Question

Consider the function below. f(x) = 6x tan x, −π/2 < x < π/2 (a) find the vertical asymptote(s). (enter your answers as a comma-separated list. if an answer does not exist, enter dne.)

Answer 1

Answer: Does not exist.

Step-by-step explanation:

Since, given function,  f(x) = 6x tan x, where −π/2 < x < π/2.

⇒ f(x) = $\frac{6x sin x}{cosx}$

And, for vertical asymptote,  cosx= 0

⇒ x = π/2 + nπ where n is any integer.

But, for any n x is does not exist in the interval ( -π/2, π/2)

Therefore, vertical asymptote of f(x) where −π/2 < x < π/2 does not exist.

Answer 2

Answer:

x = −π/2, x = π/2  

Step-by-step explanation:

Given f(x) = 6x tan x and the interval −π/2 < x < π/2, we know that tan x has asymptotes in both extremes of the interval. To find the vertical asymptotes we evaluate the limit in the x-values we think asymptote can appear, in this case for x = −π/2 and x = π/2.

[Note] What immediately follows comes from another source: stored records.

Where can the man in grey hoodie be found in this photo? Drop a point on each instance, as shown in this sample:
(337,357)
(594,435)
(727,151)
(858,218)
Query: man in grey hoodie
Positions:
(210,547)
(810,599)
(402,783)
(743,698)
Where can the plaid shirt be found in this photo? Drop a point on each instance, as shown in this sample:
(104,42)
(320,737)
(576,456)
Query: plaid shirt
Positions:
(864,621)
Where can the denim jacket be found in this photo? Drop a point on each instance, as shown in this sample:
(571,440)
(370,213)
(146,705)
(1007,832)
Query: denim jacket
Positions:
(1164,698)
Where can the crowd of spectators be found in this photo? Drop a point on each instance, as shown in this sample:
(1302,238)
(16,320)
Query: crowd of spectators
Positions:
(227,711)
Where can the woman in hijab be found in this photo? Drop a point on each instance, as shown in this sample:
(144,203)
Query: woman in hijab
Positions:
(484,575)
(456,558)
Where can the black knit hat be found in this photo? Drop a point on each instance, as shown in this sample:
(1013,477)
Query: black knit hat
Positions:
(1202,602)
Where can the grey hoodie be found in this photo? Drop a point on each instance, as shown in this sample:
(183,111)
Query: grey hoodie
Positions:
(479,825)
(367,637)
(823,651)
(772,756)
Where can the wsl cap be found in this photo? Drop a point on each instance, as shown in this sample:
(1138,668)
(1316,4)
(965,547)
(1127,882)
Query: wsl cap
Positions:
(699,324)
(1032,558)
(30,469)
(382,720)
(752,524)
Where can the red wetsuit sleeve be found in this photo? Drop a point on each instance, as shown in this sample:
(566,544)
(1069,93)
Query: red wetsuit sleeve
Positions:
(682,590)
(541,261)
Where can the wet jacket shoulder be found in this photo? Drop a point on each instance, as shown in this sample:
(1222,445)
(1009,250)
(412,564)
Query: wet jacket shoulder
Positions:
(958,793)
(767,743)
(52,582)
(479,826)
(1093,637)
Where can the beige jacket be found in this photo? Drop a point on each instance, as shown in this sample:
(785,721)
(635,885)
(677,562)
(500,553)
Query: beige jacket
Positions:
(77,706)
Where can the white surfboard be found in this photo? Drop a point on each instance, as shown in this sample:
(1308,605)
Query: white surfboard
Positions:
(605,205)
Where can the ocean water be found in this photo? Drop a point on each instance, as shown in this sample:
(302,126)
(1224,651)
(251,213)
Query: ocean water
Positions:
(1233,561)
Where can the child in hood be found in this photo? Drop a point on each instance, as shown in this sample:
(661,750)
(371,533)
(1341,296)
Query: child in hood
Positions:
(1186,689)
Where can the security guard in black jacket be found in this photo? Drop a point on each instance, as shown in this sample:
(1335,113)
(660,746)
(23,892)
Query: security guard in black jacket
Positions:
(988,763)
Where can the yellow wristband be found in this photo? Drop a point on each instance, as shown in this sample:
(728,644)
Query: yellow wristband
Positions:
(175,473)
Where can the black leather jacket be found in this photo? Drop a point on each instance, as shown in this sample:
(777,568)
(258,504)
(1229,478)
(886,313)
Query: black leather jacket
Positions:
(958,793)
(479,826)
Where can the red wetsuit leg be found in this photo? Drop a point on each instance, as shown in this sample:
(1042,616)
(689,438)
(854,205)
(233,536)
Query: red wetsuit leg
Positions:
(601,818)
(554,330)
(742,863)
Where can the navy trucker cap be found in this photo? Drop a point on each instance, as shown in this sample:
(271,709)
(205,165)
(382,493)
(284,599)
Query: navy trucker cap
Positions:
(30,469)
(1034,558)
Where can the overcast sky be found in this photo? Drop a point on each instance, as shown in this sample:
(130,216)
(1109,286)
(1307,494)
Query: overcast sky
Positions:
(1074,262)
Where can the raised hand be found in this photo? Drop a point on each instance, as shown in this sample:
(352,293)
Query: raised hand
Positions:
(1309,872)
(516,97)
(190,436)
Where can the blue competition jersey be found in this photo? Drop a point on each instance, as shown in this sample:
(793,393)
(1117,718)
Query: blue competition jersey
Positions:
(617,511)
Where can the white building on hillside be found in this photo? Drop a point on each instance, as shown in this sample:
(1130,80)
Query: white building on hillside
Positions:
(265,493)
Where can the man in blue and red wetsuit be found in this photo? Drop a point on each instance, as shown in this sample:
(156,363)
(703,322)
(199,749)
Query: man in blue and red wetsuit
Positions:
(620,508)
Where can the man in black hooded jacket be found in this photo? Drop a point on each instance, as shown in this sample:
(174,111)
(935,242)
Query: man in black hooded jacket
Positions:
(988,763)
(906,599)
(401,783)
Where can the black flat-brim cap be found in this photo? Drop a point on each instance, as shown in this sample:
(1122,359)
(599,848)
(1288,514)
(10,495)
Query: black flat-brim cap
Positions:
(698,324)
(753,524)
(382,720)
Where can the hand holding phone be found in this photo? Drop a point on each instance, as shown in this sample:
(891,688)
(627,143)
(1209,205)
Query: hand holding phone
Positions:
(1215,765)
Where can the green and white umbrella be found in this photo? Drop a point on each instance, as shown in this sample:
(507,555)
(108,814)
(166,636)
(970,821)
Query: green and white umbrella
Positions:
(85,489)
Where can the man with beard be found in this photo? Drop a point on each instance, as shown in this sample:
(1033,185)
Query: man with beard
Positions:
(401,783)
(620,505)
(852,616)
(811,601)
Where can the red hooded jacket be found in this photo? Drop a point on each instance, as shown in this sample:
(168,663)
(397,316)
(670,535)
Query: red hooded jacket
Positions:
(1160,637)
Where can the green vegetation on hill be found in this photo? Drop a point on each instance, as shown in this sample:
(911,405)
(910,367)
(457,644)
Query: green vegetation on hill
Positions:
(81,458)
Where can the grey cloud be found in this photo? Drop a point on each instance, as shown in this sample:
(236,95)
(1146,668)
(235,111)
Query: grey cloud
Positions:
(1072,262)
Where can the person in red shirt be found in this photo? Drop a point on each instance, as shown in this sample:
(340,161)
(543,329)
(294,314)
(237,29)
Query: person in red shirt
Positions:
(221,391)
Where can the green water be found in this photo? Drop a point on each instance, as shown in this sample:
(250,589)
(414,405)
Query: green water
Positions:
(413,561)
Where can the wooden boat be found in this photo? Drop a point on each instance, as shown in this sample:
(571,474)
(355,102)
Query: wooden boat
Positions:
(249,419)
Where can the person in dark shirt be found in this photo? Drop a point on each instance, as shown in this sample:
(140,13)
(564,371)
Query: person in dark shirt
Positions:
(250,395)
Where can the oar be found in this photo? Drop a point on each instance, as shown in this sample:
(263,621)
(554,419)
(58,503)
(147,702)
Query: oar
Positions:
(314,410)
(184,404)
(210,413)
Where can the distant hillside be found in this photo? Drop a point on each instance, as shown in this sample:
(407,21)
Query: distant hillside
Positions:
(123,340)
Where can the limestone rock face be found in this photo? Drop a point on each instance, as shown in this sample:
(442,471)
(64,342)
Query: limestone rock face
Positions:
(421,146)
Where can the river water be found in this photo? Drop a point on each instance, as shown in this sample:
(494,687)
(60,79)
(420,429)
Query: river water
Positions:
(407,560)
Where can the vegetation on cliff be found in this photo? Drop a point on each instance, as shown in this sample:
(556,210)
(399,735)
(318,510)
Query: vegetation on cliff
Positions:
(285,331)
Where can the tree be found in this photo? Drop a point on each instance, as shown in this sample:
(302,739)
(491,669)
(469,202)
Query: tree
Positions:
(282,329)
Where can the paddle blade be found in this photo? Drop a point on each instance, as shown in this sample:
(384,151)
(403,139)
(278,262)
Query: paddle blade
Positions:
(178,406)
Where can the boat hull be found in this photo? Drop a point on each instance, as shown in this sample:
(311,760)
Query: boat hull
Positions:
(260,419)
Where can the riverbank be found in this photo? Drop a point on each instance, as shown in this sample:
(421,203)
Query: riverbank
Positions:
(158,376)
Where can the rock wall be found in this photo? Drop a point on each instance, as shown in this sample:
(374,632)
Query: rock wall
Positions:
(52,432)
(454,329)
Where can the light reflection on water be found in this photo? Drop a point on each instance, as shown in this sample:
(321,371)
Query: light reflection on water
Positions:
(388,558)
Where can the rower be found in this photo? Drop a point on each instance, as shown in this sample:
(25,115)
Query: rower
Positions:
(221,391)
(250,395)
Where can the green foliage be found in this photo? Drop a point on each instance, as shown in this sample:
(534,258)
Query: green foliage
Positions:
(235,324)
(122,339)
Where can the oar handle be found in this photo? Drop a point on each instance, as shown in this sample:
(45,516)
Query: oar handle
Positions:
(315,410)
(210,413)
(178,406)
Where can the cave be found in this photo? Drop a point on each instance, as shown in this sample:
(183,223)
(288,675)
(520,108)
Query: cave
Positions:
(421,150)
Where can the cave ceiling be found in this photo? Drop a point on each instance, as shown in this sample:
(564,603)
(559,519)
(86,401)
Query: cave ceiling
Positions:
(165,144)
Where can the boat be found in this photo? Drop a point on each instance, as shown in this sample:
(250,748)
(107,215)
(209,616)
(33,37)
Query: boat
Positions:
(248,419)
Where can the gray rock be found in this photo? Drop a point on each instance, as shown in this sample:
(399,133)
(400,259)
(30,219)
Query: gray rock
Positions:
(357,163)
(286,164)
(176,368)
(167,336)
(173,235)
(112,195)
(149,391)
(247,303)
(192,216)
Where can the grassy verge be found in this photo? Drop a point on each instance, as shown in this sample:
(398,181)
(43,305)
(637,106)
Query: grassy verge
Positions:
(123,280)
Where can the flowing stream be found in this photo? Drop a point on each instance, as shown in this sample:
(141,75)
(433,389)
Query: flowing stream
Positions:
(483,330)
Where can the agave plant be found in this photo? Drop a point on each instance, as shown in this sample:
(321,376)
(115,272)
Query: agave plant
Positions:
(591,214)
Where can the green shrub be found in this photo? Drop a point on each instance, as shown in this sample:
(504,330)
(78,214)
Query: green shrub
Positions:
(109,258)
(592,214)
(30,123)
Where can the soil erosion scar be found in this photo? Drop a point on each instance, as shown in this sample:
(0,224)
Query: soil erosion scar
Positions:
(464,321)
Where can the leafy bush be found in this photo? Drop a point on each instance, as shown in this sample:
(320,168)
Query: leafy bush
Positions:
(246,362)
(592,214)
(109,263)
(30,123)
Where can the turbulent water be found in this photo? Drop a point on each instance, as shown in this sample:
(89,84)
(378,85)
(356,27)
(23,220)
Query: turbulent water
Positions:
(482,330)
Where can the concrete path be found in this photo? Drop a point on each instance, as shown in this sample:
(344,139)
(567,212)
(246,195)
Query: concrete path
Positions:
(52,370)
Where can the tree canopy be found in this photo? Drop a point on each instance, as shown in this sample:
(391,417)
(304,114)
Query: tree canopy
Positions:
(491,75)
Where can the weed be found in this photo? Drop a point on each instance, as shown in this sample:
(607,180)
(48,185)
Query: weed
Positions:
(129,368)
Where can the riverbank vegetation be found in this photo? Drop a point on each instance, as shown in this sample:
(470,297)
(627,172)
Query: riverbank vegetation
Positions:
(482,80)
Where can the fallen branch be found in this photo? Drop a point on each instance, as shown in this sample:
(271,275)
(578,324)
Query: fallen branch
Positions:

$\lim_{x \to\ (-\pi/2)-} 6x \times tan x=$

$=\lim_{x\to\ (-\pi/2)-} 6x \times \lim_{x\to\ (-\pi/2)-}tan x=$

$=-3 \pi \times -\infty =\infty$  

$\lim_{x\to\ (\pi/2)+} 6x \times tan x=$

$=\lim_{x\to\ (\pi/2)+} 6x \times \lim_{x\to\ (\pi/2)+}tan x=$

$=3 \pi \times \infty =\infty$

Then, x = −π/2  and x = π/2  are vertical asymptotes.